My hands pressed against my face and I stared at my bathroom wall. Most of my intimate conversations with God happen here. Yes, it’s unorthodox. I hope it’s not disrespectful. My thoughts run amuck, but one thought blazes through the rest: What’s going on?
Maybe it’s the blogs I read where cynical and discouraged Christians put down church to a world of unbelievers: (1) The people are unfriendly, (2) It moves me too far out of my comfort zone, (3) The teaching is hard, (4) The people are snooty, (5) The people won’t cater to my political/moral agenda, or (6) I had a disagreement with the pastor. I could list a few more, too. We expect God to meet us on our terms and attend church harboring unforgiving hearts, graceless when someone in church makes a mistake.
Where are the transformed lives?
I think being a pastor is harder than attending church for the first time. They are the last people we think about because we become too self-involved. Some pastors become those cynical and discouraged Christians. It’s a tough life fraught with meetings, expectations, and the frequency of putting out fires to meet the needs of a congregation. They are the most dedicated. Their families are the most dedicated. Their hearts are big, and big targets, too. They say at the Schaeffer Institute that:
- 948 (or 90%) of pastors stated they are frequently fatigued and worn out on a weekly and even daily basis (did not say burned out).
- 1,050 (or 100%) pastors we surveyed, every one of them had a close associate or seminary buddy who had left the ministry because of burnout, conflict in their church, or from a moral failure.
I flushed the toilet and stared at my reflection. The water ran from the faucet cold over my hands. A frown stretched across my face. Heroes exist in church. I know many of them. They give selflessly. They sign up to pray for the pastors. They give church a good name. I wish more bloggers and people would speak about that—the good that comes from Christian church fellowship. Negativity gets out of hand if we don’t give it a short leash.
In one of my first few Praise and Coffee meetings a woman began a vicious cycle of speaking negatively about churches. Like rows of dominoes falling, I and other people added their stories, too, at first without realizing it; and then, we were too weak to stop the storm. There are legitimate stories. Then, there are those who can’t see the plank in their own eye and we miss the opportunity of invitation by speaking well of the church that we do attend or used to attend. Negativity is the weapon of the enemy. Even those of us with the best of intentions can fall. I worry for those who leave on this wave of cynicism or lukewarm faith. According to an article in Christianity Today:
“Kinnaman reports that 65 percent of all American young people report making a commitment to Jesus Christ at some point in their lives. Yet, based on his surveys, Kinnaman concludes that only about 3 percent of these young adults have a biblical worldview. Kinnaman translates the percentages into real numbers: “This means that out of the 95 million Americans who are ages 18 to 41, about 60 million say they have already made a commitment to Jesus that is still important; however, only about 3 million of them have a biblical worldview.””

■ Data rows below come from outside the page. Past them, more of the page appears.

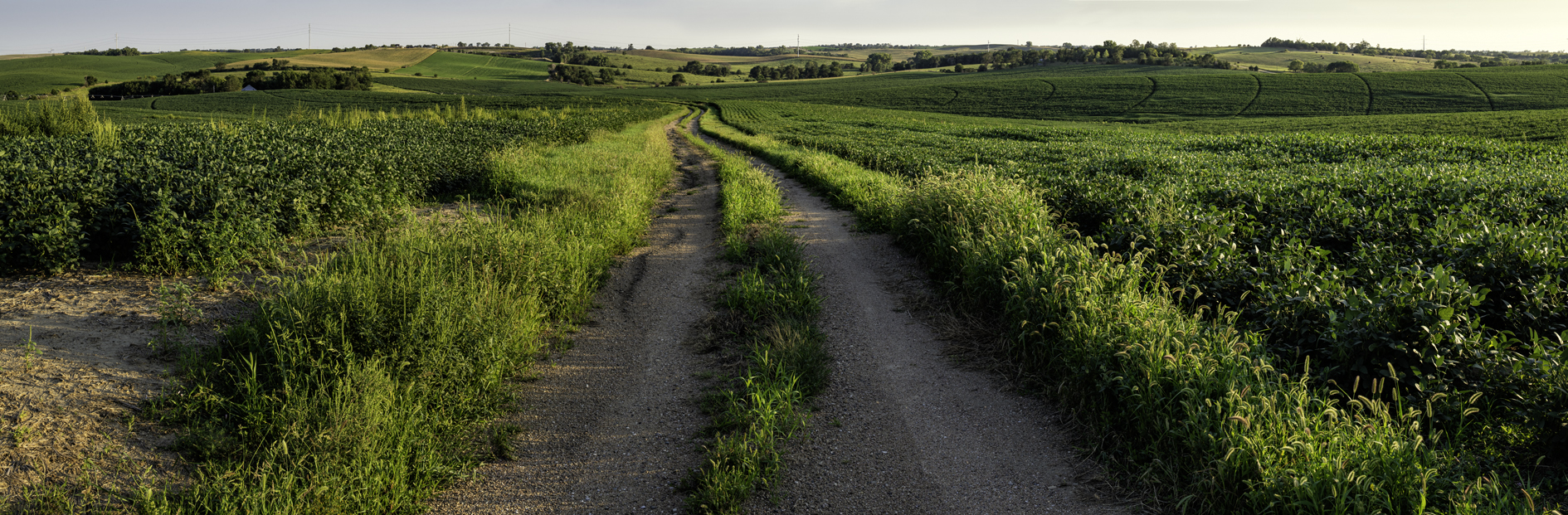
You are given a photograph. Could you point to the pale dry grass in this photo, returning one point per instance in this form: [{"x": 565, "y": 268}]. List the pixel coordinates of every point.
[{"x": 77, "y": 365}]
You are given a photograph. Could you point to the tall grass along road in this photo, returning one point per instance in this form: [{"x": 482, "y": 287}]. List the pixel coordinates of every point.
[
  {"x": 900, "y": 430},
  {"x": 609, "y": 425}
]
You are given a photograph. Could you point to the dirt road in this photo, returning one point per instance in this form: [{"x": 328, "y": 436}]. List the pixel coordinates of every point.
[
  {"x": 609, "y": 426},
  {"x": 900, "y": 428}
]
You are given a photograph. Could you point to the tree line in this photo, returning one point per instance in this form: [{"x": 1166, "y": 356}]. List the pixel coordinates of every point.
[
  {"x": 585, "y": 77},
  {"x": 198, "y": 82},
  {"x": 126, "y": 51},
  {"x": 1483, "y": 58},
  {"x": 1109, "y": 52},
  {"x": 796, "y": 72},
  {"x": 756, "y": 52}
]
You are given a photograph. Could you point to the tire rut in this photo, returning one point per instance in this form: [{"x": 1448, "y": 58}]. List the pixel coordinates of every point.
[
  {"x": 611, "y": 425},
  {"x": 900, "y": 428}
]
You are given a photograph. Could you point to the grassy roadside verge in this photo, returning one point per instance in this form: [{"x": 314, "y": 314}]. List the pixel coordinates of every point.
[
  {"x": 1189, "y": 407},
  {"x": 361, "y": 386},
  {"x": 769, "y": 312}
]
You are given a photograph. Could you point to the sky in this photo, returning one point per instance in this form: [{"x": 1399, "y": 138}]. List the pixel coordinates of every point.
[{"x": 163, "y": 26}]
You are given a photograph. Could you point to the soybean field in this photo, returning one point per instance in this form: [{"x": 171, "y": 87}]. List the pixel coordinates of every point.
[{"x": 1419, "y": 271}]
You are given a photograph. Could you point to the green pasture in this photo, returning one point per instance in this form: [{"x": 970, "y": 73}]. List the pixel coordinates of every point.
[
  {"x": 1550, "y": 125},
  {"x": 1272, "y": 58},
  {"x": 452, "y": 65},
  {"x": 38, "y": 75}
]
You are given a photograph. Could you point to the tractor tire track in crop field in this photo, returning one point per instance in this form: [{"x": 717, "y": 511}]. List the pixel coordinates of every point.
[
  {"x": 900, "y": 430},
  {"x": 609, "y": 426},
  {"x": 1259, "y": 93},
  {"x": 1369, "y": 91},
  {"x": 1053, "y": 95},
  {"x": 1490, "y": 102},
  {"x": 1154, "y": 86}
]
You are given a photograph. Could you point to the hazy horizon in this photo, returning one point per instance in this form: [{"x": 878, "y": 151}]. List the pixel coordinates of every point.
[{"x": 181, "y": 24}]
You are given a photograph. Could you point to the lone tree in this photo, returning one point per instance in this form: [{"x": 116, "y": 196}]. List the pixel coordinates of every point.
[
  {"x": 879, "y": 63},
  {"x": 1342, "y": 68}
]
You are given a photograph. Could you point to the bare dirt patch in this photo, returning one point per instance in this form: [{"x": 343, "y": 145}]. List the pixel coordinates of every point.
[{"x": 75, "y": 367}]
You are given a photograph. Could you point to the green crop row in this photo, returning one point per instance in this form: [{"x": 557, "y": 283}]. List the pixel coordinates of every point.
[
  {"x": 212, "y": 196},
  {"x": 363, "y": 384},
  {"x": 1132, "y": 95},
  {"x": 1515, "y": 125},
  {"x": 1432, "y": 262}
]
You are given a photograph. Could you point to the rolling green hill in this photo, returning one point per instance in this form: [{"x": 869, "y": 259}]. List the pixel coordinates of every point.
[
  {"x": 470, "y": 66},
  {"x": 1270, "y": 58},
  {"x": 452, "y": 65},
  {"x": 373, "y": 58},
  {"x": 1546, "y": 125},
  {"x": 38, "y": 75}
]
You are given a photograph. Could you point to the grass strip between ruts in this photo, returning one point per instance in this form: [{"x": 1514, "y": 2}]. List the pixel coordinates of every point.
[
  {"x": 770, "y": 312},
  {"x": 1187, "y": 406},
  {"x": 363, "y": 386}
]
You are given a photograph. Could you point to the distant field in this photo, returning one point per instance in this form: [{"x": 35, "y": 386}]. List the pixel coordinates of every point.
[
  {"x": 905, "y": 54},
  {"x": 1550, "y": 125},
  {"x": 24, "y": 56},
  {"x": 660, "y": 58},
  {"x": 450, "y": 65},
  {"x": 1310, "y": 95},
  {"x": 375, "y": 58},
  {"x": 283, "y": 102},
  {"x": 1280, "y": 58},
  {"x": 470, "y": 66},
  {"x": 1152, "y": 97},
  {"x": 37, "y": 75},
  {"x": 1425, "y": 93}
]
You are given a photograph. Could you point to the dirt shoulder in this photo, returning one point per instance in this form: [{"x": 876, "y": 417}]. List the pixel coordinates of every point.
[
  {"x": 902, "y": 430},
  {"x": 75, "y": 365},
  {"x": 612, "y": 425}
]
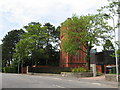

I dry my hands on the towel and walk into the bedroom. Across from my bed is an art piece. Shells are glued over a framed board painted white. Scrawled in black paint across the bottom, it says, “Joy.” The shells came from our honeymoon. I created it to remind me of the joy of following God. I haven’t been a Christian for very long—only eight years—and yet I know ministry brings us dangerously close to becoming the cynical and bitter beasts we preach against. Satan laughs when we arrive at that place and while we should live transparently, blogging for real, living for real, we should also remember to point out the good in church fellowship and live in joy. We can’t blame a church for what it lacks when we refuse to commit to its success and let Christ shine through us in our actions and words. Transformation happens all of the time only eclipsed by cynicism. Change occurs when a few STAY and make a difference in genuine love and fellowship almost in spite of their circumstances.